Where has all the gelato gone?
- The Night Before: We arrived in Rome at 4pm, a mere 15 hours before the rest of the Pearson clan was scheduled to land. We knew that we could spend most of those hours asleep in a comfy hotel bed, or we could romp around town till their plane landed. Which one do you think we chose? On the train ride into downtown, we drained the mini-bottles of red wine we had nabbed from Alitalia (hey, when in Rome...), and proceeded to scamper through the Trevi Fountain, the Spanish Steps, a bunch of piazzas and charming cobblestone streets. We ate the hugest cone of gelato (Nutella flavor=genius) we'd ever seen, drank more wine in the Piazza Navona, marvelled at how lively the whole city was at midnight on a Monday, and spent the wee hours composing a song for the Pearson clan while sitting in the shadow of the Coliseum. Around 2:30am, we hit a wall and hopped on a bus back to the airport, where we slept on chairs in the arrival lounge till the Pearsons landed....
- The Reunion: Cathy and John arrived first, and we stuck funny hats on their heads - a Turkish fez for John, and a funny Tibetan fur-flap number for Cathy. Cathy shocked us all by not breaking down in tears at the first sight of her daughter in six months, bringing into question her membership in the "Hormone Sisters" circle. But she and John hugged us tight, and we felt the love all around. Then Dunagan and Philip showed up, and the reunion was on. Rahul didn't quite know how to feel when everyone's first words to him were "Wow, you're so skinny now!" You too can lose 15 pounds in just 5 months on the developing country diet! Yay for diarrhea!
- The Amalfi Villa: In a word, perfect. Not too fancy, not too shabby, not too big, not too small. But juuuust right. A mere 135 steps up from the street led us to a pretty little flat with our own roof deck (where we could drink wine and stare at the Mediterranean), washing machine (where we could wash away 5 months of accumulated nastiness from the road) and kitchen (where Meg could burn plastic pots to the stove).
- The Food, Ah, The Food: Salad we could eat without worrying about peeing out of our butt the next day, water we could drink straight from the tap (wow!), homemade pasta (al dente, of course), luscious fresh fruit (including lemons bigger than your head), free-flowing wine, buffalo mozarella, cappuccinos and a brand new Magnum ice cream bar with bits of chocloate-covered espresso beans embedded in the chocolate shell. Every night, Rahul's hardest decision was: gelato, or Magnum; Magnum, or gelato? The answer, of course, was: both.
- The Daily Excursions: Although we would have happily never left our little villa of paradise (especially because we knew that we'd have to climb 135 steps every time we came back), we actually managed to get out and see the rest of the Amalfi Coast.

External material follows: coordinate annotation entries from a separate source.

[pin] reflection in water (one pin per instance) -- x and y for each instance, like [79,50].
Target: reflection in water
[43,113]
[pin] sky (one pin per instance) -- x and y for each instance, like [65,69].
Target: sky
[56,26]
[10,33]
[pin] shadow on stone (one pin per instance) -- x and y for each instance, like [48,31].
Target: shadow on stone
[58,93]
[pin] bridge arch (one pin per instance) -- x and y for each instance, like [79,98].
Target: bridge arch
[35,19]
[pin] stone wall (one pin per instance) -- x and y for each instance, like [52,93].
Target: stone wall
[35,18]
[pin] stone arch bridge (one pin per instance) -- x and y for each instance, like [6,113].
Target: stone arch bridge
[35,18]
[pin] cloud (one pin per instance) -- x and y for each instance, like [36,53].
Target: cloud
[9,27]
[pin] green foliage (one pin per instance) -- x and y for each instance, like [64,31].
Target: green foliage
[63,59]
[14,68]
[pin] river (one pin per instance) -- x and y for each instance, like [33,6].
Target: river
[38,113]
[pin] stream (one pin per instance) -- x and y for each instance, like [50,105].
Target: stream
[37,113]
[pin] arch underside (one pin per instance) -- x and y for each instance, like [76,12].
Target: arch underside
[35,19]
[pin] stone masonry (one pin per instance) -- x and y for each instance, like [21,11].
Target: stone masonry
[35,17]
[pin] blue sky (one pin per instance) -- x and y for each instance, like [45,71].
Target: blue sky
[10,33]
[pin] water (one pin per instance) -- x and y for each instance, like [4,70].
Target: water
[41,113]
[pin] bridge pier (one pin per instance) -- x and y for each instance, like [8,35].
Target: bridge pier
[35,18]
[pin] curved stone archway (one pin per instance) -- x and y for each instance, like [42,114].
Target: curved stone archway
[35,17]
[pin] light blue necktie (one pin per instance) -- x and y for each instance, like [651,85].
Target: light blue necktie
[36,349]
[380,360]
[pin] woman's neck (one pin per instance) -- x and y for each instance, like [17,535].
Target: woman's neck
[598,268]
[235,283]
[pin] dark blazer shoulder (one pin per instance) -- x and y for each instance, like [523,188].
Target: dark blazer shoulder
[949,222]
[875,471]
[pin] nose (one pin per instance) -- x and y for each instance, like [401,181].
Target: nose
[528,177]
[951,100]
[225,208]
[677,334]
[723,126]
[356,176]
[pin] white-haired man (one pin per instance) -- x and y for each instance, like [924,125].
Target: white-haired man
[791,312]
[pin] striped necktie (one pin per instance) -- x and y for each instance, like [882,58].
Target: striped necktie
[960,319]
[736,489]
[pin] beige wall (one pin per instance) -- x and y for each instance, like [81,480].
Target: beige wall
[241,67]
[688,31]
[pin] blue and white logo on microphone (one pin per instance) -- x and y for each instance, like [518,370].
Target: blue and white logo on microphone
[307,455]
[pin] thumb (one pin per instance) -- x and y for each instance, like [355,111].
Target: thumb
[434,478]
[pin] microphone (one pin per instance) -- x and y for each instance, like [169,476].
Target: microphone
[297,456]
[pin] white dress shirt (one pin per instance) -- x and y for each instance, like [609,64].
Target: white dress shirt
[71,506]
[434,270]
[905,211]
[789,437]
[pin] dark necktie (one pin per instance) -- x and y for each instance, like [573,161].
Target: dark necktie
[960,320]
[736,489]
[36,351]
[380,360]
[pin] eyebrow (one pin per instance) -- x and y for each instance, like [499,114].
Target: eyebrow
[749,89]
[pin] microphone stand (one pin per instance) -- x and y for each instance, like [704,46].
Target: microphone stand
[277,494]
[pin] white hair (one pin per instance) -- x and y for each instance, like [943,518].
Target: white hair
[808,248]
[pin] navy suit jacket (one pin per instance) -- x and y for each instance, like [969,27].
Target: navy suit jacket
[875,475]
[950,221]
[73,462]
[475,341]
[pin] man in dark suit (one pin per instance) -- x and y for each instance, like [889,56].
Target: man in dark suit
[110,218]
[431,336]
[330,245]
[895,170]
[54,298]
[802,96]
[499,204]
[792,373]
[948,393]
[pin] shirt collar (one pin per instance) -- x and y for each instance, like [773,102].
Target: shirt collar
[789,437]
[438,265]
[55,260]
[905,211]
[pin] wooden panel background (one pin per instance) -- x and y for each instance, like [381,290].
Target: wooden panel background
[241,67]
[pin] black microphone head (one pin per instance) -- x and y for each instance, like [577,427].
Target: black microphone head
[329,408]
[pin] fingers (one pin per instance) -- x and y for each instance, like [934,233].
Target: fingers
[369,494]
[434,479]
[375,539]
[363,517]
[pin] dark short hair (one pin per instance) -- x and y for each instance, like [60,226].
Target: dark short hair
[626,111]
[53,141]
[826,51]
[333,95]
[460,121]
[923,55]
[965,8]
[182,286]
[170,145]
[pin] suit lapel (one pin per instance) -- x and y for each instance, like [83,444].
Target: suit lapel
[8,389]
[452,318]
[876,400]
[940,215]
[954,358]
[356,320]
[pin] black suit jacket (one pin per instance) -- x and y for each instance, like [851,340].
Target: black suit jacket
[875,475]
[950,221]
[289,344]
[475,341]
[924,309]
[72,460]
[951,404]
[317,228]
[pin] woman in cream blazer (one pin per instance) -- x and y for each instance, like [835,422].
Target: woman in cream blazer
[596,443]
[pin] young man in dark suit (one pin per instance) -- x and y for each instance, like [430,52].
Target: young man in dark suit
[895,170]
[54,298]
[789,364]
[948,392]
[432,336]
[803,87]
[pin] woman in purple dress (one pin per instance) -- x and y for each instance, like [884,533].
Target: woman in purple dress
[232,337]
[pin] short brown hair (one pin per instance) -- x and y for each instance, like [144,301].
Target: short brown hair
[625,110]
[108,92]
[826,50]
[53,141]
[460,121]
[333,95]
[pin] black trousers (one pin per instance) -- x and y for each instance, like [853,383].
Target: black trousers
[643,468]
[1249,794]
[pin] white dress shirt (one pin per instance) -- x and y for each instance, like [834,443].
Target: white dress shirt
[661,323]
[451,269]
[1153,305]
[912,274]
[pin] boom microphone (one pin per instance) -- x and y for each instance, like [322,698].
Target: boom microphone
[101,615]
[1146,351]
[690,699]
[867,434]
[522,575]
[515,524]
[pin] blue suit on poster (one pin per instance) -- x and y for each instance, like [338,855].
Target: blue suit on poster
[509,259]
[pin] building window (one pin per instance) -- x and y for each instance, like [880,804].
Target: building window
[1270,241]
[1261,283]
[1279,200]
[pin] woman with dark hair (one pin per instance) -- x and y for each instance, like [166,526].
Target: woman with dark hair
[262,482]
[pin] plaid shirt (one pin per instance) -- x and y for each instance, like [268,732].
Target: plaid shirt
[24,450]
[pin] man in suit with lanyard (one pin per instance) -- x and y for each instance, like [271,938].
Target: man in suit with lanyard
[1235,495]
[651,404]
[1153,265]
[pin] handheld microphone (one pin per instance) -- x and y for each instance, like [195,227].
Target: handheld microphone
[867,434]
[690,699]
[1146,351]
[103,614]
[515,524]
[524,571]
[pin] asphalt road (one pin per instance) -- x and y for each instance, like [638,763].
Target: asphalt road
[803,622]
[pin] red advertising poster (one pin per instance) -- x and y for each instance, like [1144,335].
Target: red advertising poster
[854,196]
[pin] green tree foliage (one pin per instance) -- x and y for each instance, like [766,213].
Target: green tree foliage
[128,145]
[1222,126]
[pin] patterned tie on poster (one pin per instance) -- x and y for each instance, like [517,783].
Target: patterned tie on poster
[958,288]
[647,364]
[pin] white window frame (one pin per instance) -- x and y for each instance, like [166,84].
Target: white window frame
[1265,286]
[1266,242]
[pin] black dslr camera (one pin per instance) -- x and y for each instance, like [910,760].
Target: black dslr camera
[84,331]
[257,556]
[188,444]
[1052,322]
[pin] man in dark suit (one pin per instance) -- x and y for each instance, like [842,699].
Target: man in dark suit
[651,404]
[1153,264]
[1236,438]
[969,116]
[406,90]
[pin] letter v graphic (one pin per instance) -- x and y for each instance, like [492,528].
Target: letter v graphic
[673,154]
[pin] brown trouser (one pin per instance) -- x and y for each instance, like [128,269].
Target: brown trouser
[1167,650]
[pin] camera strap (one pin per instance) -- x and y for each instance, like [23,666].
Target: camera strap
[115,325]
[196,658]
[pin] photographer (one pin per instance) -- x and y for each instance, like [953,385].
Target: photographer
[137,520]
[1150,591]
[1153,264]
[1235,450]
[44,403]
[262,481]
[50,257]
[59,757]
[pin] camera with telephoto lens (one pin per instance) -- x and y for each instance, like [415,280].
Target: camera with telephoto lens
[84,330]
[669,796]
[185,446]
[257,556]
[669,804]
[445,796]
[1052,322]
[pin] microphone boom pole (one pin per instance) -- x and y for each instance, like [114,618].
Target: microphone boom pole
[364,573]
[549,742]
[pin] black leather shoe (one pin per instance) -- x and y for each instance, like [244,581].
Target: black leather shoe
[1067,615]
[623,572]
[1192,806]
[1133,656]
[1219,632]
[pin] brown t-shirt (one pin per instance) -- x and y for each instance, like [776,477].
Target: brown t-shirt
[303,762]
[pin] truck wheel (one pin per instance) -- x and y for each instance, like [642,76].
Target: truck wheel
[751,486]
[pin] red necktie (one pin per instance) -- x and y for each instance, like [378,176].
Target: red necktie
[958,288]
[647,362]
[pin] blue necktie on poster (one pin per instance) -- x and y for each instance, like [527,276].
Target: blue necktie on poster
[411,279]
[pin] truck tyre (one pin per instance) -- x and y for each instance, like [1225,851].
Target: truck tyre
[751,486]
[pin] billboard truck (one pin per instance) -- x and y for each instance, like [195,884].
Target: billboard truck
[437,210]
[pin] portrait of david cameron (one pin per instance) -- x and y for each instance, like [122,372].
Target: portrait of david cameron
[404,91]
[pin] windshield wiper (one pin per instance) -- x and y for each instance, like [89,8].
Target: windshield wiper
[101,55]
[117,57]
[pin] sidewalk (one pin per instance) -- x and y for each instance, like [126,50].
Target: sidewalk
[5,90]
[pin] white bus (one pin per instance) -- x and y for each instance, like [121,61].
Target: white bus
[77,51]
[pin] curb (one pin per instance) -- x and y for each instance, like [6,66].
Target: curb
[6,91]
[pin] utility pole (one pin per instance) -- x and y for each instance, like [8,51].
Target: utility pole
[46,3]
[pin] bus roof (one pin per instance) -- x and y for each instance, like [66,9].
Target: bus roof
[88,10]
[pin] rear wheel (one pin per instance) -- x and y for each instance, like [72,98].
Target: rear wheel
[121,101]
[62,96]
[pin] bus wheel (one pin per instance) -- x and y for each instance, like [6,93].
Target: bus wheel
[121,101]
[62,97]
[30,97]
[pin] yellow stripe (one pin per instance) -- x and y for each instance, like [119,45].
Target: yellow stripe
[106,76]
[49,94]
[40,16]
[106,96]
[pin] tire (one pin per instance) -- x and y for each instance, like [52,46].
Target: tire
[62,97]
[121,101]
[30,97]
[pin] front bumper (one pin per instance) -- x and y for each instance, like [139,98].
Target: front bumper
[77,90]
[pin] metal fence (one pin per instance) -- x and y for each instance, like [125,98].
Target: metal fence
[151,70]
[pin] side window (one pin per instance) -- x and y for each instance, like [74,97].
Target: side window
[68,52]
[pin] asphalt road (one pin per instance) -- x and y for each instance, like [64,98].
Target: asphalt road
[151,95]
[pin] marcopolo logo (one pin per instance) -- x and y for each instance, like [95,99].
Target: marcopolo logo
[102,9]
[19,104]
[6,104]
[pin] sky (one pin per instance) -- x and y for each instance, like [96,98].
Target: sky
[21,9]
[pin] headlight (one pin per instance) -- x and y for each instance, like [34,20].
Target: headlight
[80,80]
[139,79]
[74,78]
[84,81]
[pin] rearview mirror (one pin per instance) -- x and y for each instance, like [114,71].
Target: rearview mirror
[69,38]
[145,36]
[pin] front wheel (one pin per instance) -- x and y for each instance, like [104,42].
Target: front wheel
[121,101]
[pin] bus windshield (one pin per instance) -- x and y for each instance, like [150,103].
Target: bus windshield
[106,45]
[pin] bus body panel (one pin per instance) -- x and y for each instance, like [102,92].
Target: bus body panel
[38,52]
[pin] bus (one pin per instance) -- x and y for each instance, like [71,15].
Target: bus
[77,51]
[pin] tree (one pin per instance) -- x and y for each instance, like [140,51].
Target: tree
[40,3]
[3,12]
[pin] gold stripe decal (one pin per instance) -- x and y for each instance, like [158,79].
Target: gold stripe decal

We ferried our way to Positano and the Isle of Capri, where we stumbled upon a chairlift to take us hundreds of meters to the top of the island. We walked down thousands of stairs from the town of Ravello back to our home as the sun set. And we went on a little hike out of our front door that led to a spontaneous skinny-dip in a grotto (a little river cave/canyon thingy). Photo evidence not to follow until Rahul gets a job and Meg gets into residency.
- Parents' Day: Father's Day happened to fall on the next to last day of our week together, and since we were somewhere in Asia for Mother's Day, we decided to redub it: Parents' Day! We went to a five-star brunch at the aptly-named St. Caterina Hotel where we had our first wine-less meal (we had mimosas instead) and spotted our first celebrity of the trip - Maura Tierney from ER. We relaxed at home in the afternoon in preparation for the night's debauchery - the Pearson kids singing "Redneck Parents" - a spoof on Jerry Jeff Walker's classic, Redneck Mother. The Pearson parents paraded around in their new XXX aprons (starring well-placed tomato, basil, and sheep) given to them by their adoring children. Incriminating photo and video evidence will be posted in the next few days, we promise.
There's so much more we can say (how's that for subject-verb agreement, Cathy?), but we're hoping this'll give the TMTTV addicts the fix they need till Dunagan gets home and posts the photos on his super high-speed American internet connection. (Thanks Dunny for letting us spend our last day in Egypt seeing Islamic Cairo and eating hummus 5 times a day instead of being glued to a computer screen). Stay tuned for the scoop on our whirlwind tour through Egypt with the Pearson boys. For now, we leave for Eritrea in 26 hours and we're going to soak up as much Egyptian flavor as we can. So, arrivederci, and ma'as salaama!